Following Friday’s settlement, the acquisition remains subject to customary closing conditions, including approval of the Mexican competition authority, officials for Assa Abloy said.

A competitive impact statement, filed by the U.S. May 5 in accordance with the Antitrust Procedures and Penalties Act (Tunney Act), identified numerous concerns with Assa’s divestiture proposals, suggesting that the divestiture agreement restricted the rights of Fortune to use the Yale brand name to sell products outside of the market for residential smart locks, including “important products” in the multifamily segment. This would disincentivize Fortune’s investment in the Yale brand, officials said, curtailing its ability to compete for customers who sought Yale locks. The supply agreement between Assa Abloy and Fortune “lacked specific enforcement terms and risked Fortune’s ability to supply an important customer base,” they said.

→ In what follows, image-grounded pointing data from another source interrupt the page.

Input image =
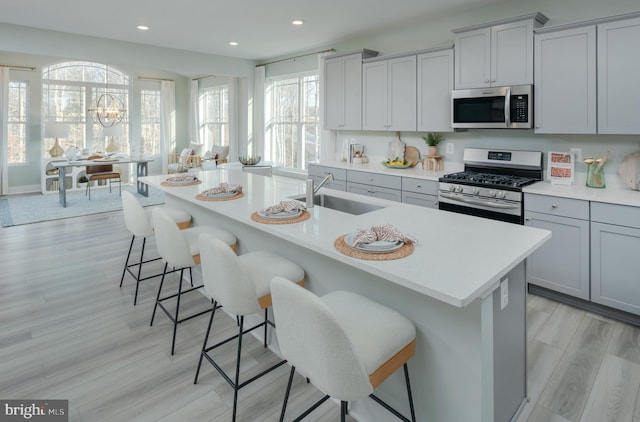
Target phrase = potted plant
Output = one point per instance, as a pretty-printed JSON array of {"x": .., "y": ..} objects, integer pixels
[{"x": 432, "y": 140}]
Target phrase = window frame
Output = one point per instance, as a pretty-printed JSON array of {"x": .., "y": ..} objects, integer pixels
[
  {"x": 106, "y": 78},
  {"x": 300, "y": 123},
  {"x": 25, "y": 123},
  {"x": 222, "y": 119}
]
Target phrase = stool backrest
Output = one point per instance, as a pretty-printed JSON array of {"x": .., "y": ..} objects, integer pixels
[
  {"x": 311, "y": 339},
  {"x": 225, "y": 279},
  {"x": 135, "y": 218},
  {"x": 172, "y": 246}
]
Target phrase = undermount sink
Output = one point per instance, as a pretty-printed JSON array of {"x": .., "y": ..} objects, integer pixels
[{"x": 340, "y": 204}]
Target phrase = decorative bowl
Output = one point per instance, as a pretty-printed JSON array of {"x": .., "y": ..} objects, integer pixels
[{"x": 248, "y": 160}]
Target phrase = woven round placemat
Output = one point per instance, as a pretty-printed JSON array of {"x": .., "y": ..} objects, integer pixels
[
  {"x": 304, "y": 216},
  {"x": 342, "y": 247},
  {"x": 173, "y": 185},
  {"x": 201, "y": 197}
]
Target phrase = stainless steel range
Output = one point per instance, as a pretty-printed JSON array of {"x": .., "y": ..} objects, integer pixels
[{"x": 491, "y": 184}]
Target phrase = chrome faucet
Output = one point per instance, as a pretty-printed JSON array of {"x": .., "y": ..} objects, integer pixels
[
  {"x": 312, "y": 190},
  {"x": 328, "y": 178}
]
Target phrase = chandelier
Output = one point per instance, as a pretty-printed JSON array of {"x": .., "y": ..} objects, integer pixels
[{"x": 107, "y": 110}]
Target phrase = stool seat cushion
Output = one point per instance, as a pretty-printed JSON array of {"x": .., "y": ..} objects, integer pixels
[
  {"x": 261, "y": 266},
  {"x": 376, "y": 332},
  {"x": 192, "y": 234}
]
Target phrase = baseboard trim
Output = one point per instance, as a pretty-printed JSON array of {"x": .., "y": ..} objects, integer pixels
[{"x": 606, "y": 311}]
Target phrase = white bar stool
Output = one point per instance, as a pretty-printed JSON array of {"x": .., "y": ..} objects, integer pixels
[
  {"x": 241, "y": 284},
  {"x": 138, "y": 222},
  {"x": 344, "y": 343},
  {"x": 180, "y": 250}
]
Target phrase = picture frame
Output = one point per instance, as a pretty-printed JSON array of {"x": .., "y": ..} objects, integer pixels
[
  {"x": 561, "y": 167},
  {"x": 355, "y": 149}
]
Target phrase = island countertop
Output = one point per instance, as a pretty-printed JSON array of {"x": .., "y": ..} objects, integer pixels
[{"x": 457, "y": 258}]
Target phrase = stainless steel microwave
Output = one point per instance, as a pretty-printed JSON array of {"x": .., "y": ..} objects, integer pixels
[{"x": 505, "y": 107}]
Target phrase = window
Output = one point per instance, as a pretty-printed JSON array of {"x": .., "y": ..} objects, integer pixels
[
  {"x": 213, "y": 116},
  {"x": 68, "y": 89},
  {"x": 17, "y": 122},
  {"x": 150, "y": 121},
  {"x": 293, "y": 121}
]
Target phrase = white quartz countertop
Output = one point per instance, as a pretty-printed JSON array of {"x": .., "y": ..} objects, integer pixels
[
  {"x": 457, "y": 259},
  {"x": 375, "y": 166},
  {"x": 614, "y": 194}
]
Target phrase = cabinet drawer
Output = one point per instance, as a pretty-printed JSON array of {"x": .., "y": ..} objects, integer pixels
[
  {"x": 419, "y": 186},
  {"x": 386, "y": 181},
  {"x": 554, "y": 205},
  {"x": 321, "y": 171},
  {"x": 420, "y": 199},
  {"x": 621, "y": 215}
]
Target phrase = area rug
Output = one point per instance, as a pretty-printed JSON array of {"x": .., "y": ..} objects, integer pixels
[{"x": 26, "y": 209}]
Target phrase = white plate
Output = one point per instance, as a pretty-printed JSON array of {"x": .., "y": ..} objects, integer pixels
[
  {"x": 377, "y": 246},
  {"x": 181, "y": 182},
  {"x": 220, "y": 195},
  {"x": 280, "y": 215}
]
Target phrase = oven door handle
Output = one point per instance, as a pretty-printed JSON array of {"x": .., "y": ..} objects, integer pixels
[{"x": 479, "y": 202}]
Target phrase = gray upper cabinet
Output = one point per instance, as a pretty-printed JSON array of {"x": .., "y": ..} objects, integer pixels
[
  {"x": 343, "y": 90},
  {"x": 565, "y": 81},
  {"x": 496, "y": 54},
  {"x": 435, "y": 83},
  {"x": 561, "y": 264},
  {"x": 389, "y": 94},
  {"x": 615, "y": 267},
  {"x": 618, "y": 76}
]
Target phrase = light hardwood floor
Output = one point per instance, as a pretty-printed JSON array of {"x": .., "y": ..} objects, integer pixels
[{"x": 67, "y": 331}]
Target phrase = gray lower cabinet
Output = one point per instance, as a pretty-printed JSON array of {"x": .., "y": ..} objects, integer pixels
[
  {"x": 615, "y": 267},
  {"x": 374, "y": 184},
  {"x": 420, "y": 192},
  {"x": 375, "y": 191},
  {"x": 561, "y": 264}
]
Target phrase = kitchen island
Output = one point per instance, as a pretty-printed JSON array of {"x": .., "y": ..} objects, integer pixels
[{"x": 470, "y": 362}]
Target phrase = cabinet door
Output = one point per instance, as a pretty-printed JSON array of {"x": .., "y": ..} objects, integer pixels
[
  {"x": 512, "y": 54},
  {"x": 473, "y": 56},
  {"x": 374, "y": 96},
  {"x": 615, "y": 266},
  {"x": 401, "y": 77},
  {"x": 333, "y": 94},
  {"x": 562, "y": 263},
  {"x": 352, "y": 70},
  {"x": 565, "y": 82},
  {"x": 618, "y": 71},
  {"x": 435, "y": 83}
]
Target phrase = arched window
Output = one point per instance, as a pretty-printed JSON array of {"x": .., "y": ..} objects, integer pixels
[{"x": 67, "y": 91}]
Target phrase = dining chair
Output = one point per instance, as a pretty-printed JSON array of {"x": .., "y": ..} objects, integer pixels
[{"x": 101, "y": 172}]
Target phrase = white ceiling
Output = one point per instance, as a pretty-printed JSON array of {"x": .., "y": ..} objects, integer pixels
[{"x": 262, "y": 29}]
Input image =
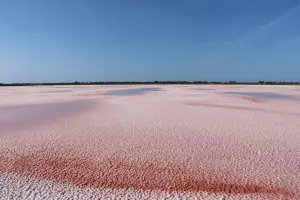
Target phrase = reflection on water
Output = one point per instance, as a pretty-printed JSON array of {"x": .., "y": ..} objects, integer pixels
[
  {"x": 134, "y": 91},
  {"x": 267, "y": 95},
  {"x": 12, "y": 118}
]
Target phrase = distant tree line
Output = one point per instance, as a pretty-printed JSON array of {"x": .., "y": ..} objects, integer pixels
[{"x": 152, "y": 82}]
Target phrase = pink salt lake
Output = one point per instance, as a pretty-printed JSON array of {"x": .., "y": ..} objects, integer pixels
[{"x": 187, "y": 142}]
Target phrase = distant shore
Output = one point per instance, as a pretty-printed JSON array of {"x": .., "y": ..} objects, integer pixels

According to court documents, the U.S. does not contend that relief obtained through a Final Judgment will fully eliminate the risks cited in its original complaint. “The United States respectfully submits that only a complete injunction preventing the original proposed merger would have eliminated those risks,” officials said, adding, “Alternatively, complete divestitures of all relevant stand-alone business units necessary to fully compete may have diminished those risks significantly. Based on the totality of circumstances and risks associated with this litigation, however, the United States has agreed to the proposed Final Judgment, which includes additional provisions and protections to address some of the concerns identified … The United States believes the court will conclude the proposed Final Judgment is in the public interest under the Tunney Act.”

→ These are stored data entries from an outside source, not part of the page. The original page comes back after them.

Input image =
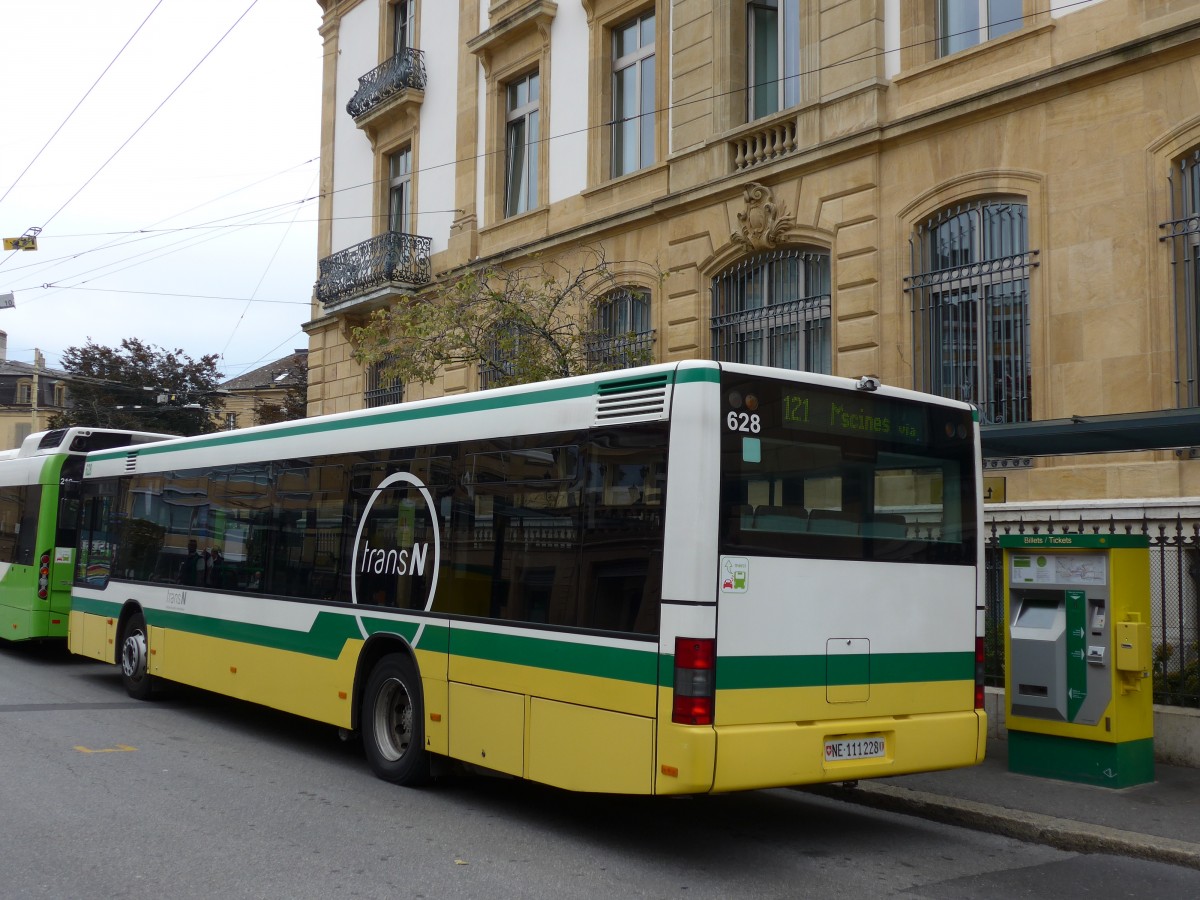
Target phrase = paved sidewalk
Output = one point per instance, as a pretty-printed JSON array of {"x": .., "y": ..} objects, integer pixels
[{"x": 1159, "y": 821}]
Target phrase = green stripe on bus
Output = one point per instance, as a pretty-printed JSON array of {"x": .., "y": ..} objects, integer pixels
[
  {"x": 325, "y": 639},
  {"x": 342, "y": 424},
  {"x": 330, "y": 631},
  {"x": 755, "y": 672},
  {"x": 616, "y": 663},
  {"x": 407, "y": 414}
]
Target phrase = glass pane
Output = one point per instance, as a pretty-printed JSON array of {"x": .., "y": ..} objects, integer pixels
[
  {"x": 647, "y": 121},
  {"x": 1003, "y": 17},
  {"x": 765, "y": 60},
  {"x": 958, "y": 25},
  {"x": 790, "y": 52},
  {"x": 516, "y": 169},
  {"x": 399, "y": 209},
  {"x": 625, "y": 40},
  {"x": 531, "y": 174},
  {"x": 627, "y": 111}
]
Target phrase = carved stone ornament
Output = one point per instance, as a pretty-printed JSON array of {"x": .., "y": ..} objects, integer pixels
[{"x": 763, "y": 223}]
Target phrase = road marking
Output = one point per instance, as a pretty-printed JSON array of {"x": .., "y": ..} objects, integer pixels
[{"x": 67, "y": 707}]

According to the proposed Final Judgment, Assa Abloy is now required to make certain divestitures to Fortune Brands Innovations Inc., or to another entity to be approved by the U.S. in its sole discretion. A monitoring trustee will track the acquirer’s “success in competing in the market for residential smart locks with the assets divested,” court documents state. In the process, Assa Abloy must take steps to preserve and maintain the full economic viability, marketability and competitiveness of divested assets until the divestitures ordered in the proposed Final Judgment are deemed complete.

Divested assets include, among other things, Assa Abloy’s “Premium Mechanical Divestiture Business,” which consists of the Emtek and Schaub brands, and “Smart Lock Divestiture Assets,” including the August and Yale brands, but not the Yale-branded commercial business.

The proposed Final Judgment also contains provisions intended to facilitate any acquirer’s efforts to hire certain employees, and requires Assa Abloy, at an acquiring company’s option, to enter into a supply contract for all products necessary to operate the divested businesses and related brands.

The settlement mandates a shortened transition period between Assa Abloy and an acquirer, subjecting the company to “significant daily penalties if it fails to transfer certain smart lock assets located in Vietnam by December 31, 2023.”

Under the Clayton Act and the Antitrust Procedures and Penalties Act (APPA), proposed Final Judgments, or “consent decrees,” are subject to a 60-day comment period, after which the court determines whether a Final Judgment is in the public interest. The deal is expected to close by the end of June 2023, officials for Assa Abloy said.